In the negative feedback amplifier circuit, we input a sine wave ( vi(t) ). 
We increase the amplitude of the input (Vimax) so that the output ( vo(t) ) 
saturates. Then we notice that a signal ( vB(t) ) appears at the negative 
input of the op-amp. If we record the amplitudes of the three signals, 
we observe the following relationship between the three values:   	

VBmax = Vimax - ( Vomax/G ),  	

where G is the gain of the feedback amplifier. 

***Addition on April 01, 2002***: I wrote the above relationship based on 
experimental results. A more accurate relationship based on theoretical 
argument can been found in the note written by Mr.Steve McFadden.    


Part 3(b)  

We are asked to build a two-input summing circuit and apply an input (sinusoidal 
or triangular) voltage, and adjust Rf to obtain a very high gain.
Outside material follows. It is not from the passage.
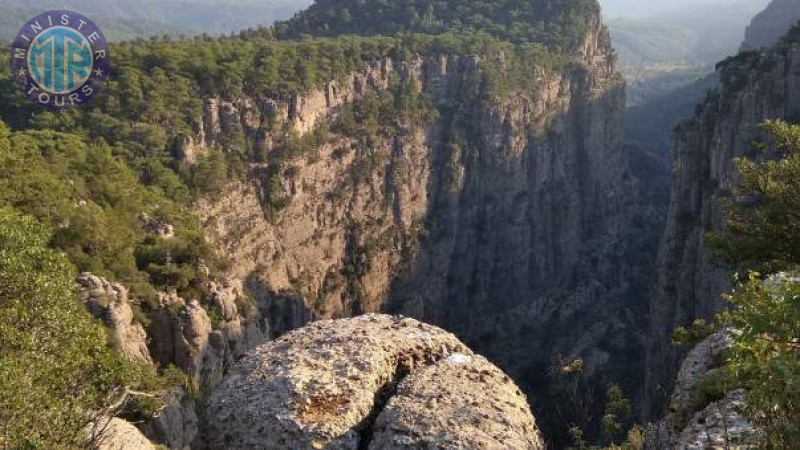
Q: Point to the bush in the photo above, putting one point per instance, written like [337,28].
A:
[58,375]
What is happening 
to the output and why? In fact, how high a gain are we expected to have to notice 
any effect? I will answer this question here. As you would have completed Lab 
Experiment #8 when this feedback reaches you, you will be able to appreciate 
the answer.  

When v1(t) = v2(t), the 2-input circuit is effectively a single-input circuit 
with a gain G = - Rf/(R1 || R2). We are given that R1 = 10 kiloohm, and 
R2 = 20 kiloohm. So, G = - Rf*(3/20). From Lab #8, we know that the 
gain-bandwidth product for this op-amp is about 200 kHz. The input signal 
v1(t) = v2(t) has a frequency of 200 Hz if it is a sine wave (and 100 Hz if 
it is a triangular wave). So, when the gain is about 1000, the bandwidth of 
the feedback amplifier is about 200 Hz. If we increase the |G| to say 2000, the 
cut-off frequency (same as bandwidth) is about 100 Hz and our v1(t) = v2(t) will 
be amplified less than 2000 times, and maybe only 1500 or 1000 times. Note that 
to observe this amplification, we need to decrease the magnitude of the input.   

In short, at very high gains (of the order of about 2000), the amplification of 
the input signal by the 2-input summing circuit is much less than what we would 
expect with the knowledge we have at this stage of EE222.    



Reports.  

1) The HA17741 is the first integral circuit (IC) that we have encountered on 
this course. Integral circuits have multiple pins ( > 2 ). It is a good practice 
to include a diagram showing the pin arrangement of the IC at least in the first 
report that the IC is used. For example, to which pins do the +Vcc and -Vcc 
voltages go? Which pins are involved in setting up the offset nulling circuit? 
Which pins have signals on them?